Great tools come with great limitations

Windows 10's Game DVR does have some requirements to run, accompanying a few bugs and limitations.

  • Hardware wise, you'll need one of these graphics cards to get it going: AMD 7900 series and newer, Intel HD Graphics 4000 and newer or an NVidia GTX 600 series and newer.
  • Game DVR can crash, and cause system instability if you're short on RAM. To fix this, press CTRL+ALT+DEL to open the Task Manager and then end the process called Broadcast DVR Server.
  • Game DVR won't display in certain games running in full-screen mode, this is possibly due to the game taking full control of the mouse.

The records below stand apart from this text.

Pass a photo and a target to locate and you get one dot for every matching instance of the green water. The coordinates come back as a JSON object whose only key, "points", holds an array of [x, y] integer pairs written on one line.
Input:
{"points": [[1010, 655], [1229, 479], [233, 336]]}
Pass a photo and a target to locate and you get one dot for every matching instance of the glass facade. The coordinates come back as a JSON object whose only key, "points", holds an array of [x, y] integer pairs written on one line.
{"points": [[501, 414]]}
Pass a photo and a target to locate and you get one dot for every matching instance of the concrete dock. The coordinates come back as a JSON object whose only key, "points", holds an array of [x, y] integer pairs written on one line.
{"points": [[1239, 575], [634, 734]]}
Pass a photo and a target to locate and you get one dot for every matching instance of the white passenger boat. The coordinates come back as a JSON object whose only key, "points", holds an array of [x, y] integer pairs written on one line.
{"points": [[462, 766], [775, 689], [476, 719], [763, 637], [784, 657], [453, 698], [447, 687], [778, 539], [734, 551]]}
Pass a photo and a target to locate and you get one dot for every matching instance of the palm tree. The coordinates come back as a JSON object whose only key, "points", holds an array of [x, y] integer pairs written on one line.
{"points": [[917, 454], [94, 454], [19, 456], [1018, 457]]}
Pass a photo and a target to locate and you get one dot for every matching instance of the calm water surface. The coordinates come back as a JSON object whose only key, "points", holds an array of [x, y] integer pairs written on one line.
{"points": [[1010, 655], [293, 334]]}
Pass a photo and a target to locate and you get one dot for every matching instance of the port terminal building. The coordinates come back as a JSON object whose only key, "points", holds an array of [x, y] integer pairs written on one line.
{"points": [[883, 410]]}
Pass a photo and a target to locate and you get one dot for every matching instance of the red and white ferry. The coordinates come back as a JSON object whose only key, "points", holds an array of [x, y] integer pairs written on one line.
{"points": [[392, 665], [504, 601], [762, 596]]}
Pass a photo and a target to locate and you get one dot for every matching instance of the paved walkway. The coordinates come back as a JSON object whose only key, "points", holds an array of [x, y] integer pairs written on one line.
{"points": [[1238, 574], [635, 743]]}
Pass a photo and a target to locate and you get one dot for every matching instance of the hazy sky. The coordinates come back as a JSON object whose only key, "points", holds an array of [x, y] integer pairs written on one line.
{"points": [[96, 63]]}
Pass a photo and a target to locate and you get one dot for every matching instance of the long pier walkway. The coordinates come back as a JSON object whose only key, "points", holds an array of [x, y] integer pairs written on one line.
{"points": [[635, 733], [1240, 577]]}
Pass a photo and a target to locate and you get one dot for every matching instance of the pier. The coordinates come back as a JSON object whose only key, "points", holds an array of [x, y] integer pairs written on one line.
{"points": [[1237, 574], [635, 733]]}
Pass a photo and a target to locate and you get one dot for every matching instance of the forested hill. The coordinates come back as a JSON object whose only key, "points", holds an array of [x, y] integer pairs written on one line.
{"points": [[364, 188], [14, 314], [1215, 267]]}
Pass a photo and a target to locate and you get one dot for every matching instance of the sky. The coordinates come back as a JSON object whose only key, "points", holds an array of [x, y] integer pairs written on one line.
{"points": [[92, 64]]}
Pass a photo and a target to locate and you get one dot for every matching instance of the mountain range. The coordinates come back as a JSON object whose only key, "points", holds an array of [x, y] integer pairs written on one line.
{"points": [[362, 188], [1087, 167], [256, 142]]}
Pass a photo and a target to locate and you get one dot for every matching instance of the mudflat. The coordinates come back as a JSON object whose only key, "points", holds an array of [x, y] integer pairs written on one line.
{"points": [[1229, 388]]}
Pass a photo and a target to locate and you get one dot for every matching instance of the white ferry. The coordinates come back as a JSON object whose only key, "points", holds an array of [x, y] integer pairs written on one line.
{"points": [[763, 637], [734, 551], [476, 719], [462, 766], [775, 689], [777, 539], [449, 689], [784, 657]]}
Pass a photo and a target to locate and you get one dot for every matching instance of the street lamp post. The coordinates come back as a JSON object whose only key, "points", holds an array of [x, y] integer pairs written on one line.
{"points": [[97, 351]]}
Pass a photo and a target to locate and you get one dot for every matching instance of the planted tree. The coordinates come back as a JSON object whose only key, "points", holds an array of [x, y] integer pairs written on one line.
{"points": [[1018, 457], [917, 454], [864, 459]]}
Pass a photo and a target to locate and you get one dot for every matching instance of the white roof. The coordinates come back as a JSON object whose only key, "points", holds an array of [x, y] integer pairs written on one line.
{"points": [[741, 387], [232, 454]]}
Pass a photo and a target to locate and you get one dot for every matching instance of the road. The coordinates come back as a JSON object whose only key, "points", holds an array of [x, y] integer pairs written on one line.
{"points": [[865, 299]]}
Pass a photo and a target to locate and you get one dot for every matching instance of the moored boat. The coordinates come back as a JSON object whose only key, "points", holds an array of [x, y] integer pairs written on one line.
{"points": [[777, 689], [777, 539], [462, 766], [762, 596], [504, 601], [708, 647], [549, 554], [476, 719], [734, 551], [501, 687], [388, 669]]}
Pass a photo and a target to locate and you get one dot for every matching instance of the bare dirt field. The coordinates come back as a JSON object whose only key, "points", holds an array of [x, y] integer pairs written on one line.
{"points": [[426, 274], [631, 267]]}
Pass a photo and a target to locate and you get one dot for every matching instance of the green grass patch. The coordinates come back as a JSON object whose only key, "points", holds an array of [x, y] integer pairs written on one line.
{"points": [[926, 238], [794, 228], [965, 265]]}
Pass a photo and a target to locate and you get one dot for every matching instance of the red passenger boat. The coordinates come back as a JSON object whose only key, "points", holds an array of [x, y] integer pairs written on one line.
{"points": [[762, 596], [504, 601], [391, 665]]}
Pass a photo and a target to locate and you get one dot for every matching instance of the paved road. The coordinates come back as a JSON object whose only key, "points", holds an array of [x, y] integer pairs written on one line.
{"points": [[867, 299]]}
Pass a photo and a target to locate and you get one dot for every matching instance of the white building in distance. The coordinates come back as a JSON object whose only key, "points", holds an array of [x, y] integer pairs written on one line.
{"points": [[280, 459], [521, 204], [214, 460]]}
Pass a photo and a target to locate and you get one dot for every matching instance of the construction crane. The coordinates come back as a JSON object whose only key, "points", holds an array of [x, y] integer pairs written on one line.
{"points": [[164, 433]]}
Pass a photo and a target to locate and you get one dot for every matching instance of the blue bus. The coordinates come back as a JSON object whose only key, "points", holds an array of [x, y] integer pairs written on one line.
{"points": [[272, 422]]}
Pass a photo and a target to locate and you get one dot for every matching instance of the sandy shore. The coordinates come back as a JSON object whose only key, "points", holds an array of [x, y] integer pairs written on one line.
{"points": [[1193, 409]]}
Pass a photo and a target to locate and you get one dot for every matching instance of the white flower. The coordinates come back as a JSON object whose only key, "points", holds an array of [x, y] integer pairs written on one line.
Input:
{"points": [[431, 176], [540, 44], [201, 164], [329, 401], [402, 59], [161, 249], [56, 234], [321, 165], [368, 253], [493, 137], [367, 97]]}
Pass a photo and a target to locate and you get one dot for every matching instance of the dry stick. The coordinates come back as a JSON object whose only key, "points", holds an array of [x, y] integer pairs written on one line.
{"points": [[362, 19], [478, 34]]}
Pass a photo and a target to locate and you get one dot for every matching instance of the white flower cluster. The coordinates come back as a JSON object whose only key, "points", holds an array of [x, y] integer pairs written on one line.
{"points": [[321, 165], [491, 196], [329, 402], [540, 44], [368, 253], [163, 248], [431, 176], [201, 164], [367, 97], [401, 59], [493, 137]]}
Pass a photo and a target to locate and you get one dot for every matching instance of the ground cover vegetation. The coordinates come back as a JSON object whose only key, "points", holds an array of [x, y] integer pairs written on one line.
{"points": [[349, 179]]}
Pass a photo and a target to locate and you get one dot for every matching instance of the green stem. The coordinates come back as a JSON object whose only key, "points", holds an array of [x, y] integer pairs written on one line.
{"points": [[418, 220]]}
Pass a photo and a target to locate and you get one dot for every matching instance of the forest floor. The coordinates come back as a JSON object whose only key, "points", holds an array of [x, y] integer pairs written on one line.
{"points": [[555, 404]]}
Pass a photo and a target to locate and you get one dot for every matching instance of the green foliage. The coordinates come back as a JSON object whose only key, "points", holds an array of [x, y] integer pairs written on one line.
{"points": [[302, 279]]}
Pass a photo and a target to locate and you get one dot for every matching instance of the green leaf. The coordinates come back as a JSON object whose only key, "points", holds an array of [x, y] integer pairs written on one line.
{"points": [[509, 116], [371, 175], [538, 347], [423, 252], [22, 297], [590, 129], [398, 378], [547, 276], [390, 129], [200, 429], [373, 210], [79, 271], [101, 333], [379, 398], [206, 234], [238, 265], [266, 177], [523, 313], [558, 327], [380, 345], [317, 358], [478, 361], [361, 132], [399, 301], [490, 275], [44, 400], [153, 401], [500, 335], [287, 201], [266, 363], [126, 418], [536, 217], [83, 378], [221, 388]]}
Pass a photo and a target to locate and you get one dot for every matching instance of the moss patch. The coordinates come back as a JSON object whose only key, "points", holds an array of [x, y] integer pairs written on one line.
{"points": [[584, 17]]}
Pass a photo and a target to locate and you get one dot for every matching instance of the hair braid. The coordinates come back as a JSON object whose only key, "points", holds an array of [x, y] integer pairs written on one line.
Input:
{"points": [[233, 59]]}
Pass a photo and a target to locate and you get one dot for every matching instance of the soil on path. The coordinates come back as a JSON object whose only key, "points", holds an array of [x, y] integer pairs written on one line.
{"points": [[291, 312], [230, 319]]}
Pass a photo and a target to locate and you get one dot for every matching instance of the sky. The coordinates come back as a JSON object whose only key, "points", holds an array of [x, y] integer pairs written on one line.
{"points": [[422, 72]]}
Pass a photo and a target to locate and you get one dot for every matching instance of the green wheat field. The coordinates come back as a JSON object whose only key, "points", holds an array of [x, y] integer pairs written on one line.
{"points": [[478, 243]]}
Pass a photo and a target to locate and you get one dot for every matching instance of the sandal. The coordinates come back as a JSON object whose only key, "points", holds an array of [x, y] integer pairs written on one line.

If you want to perform captures in these scenarios, you'll have to memorize your keybinds from the Game DVR settings menu.
  • Games running in full-screen exclusive mode are unable to generate screenshots. I was able to circumvent this limitation by running games in windowed mode.
  • Some games disable the Windows key to prevent accidental start menu openings, in these scenarios you'll have to allocate your own keybinds in the settings menu.
  • Sometimes clips recorded with Game DVR from full-screen mode may appear dark, this is a bug Microsoft are working to fix.
  • The mouse can become stuck after using the Game DVR bar, this is a known bug waiting on a fix. Pressing ALT+Tab to switch out of the game and back is a temporary work-around.

Overall, Game DVR is another awesome Windows 10 feature

Game DVR has some bugs and limitations but generally, it's a pretty great feature. It's interesting how Game DVR is designed and marketed as a game capture tool, but works perfectly for capturing programs as well. Perhaps Microsoft should decouple it from the Xbox app and rename it to Screen DVR and market it more broadly.

What will you guys be using Game DVR for? For those who may remember, I propose a moment's silence for Fraps.